Neuroglycerin / neukrill-net-tools

Tools coded as part of the NDSB competition.
MIT License
0 stars 0 forks source link

Confusion Matrix Clustering #104

Open scottclowe opened 9 years ago

scottclowe commented 9 years ago

We want to automate clustering of classes together to try to improve classification accuracy with a hierarchical model.

To do this, we will run cross-validation and get predictions, compute the confusion matrix, and cluster the confusion matrix into "larger squares".

So we need a function which, given a confusion matrix, clusters it appropriately.

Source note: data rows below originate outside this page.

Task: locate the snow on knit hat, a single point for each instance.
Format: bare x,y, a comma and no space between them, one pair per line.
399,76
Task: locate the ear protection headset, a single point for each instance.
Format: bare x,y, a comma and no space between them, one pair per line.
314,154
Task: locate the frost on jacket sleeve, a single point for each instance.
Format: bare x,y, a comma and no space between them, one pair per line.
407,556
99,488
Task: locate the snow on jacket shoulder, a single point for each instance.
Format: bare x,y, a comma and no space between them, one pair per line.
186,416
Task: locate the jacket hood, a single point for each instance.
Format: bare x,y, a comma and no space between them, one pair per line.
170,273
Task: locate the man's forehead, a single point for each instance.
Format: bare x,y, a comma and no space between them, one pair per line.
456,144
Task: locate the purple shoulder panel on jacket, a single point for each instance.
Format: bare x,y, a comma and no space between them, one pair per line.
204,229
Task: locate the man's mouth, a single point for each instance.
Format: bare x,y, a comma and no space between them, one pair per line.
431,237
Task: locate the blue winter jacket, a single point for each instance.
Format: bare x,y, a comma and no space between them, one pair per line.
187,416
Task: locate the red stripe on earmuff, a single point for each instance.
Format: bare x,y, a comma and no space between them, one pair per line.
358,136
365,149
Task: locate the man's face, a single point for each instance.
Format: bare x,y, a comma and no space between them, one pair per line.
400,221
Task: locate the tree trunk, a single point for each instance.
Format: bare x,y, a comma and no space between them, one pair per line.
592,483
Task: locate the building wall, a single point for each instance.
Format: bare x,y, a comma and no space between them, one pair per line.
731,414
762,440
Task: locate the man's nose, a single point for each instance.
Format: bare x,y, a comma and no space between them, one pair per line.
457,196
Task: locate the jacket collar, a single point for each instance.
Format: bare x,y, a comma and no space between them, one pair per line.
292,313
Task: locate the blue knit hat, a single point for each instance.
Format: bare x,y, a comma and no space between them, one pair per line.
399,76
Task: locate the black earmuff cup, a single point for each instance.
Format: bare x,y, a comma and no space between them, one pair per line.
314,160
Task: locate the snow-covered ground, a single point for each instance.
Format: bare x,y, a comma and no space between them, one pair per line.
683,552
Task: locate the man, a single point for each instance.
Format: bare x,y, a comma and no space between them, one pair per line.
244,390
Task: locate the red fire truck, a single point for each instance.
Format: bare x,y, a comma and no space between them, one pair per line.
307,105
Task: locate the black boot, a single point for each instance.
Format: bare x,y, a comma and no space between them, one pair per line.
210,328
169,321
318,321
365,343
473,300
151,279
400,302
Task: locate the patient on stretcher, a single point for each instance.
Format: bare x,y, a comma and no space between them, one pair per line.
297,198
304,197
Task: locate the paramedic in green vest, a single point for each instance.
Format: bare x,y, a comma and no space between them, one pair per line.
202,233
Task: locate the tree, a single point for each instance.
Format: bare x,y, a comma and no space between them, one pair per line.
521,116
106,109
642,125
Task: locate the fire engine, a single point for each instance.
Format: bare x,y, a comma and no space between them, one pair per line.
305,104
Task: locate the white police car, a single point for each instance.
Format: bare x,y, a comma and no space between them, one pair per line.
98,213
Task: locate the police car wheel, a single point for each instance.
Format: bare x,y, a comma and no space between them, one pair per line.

scottclowe commented 9 years ago

Dragos found out there is a function in SciPy which will be useful for this, scipy.cluster.hierarchy.linkage. http://docs.scipy.org/doc/scipy/reference/cluster.hierarchy.html

See example usage here: https://stackoverflow.com/questions/18770348/hierarchical-clustering-from-confusion-matrix-with-python

scottclowe commented 9 years ago

We should set up the confusion matrix visualisation first so we can see the clustering is being done correctly.

scottclowe commented 9 years ago

Sklearn supports the same kind of thing http://scikit-learn.org/stable/modules/clustering.html#hierarchical-clustering

scottclowe commented 9 years ago

Doesn't seem to be very useful, as the "hierarchy" from the classifier is pretty much just one-vs-rest repeated 121 times.

scottclowe commented 9 years ago

For sklearn, taking the feature vector from each image and clustering these might work better. I can't see a good solution for automated hierarchy for the CNN.

I don't think this issue is a priority.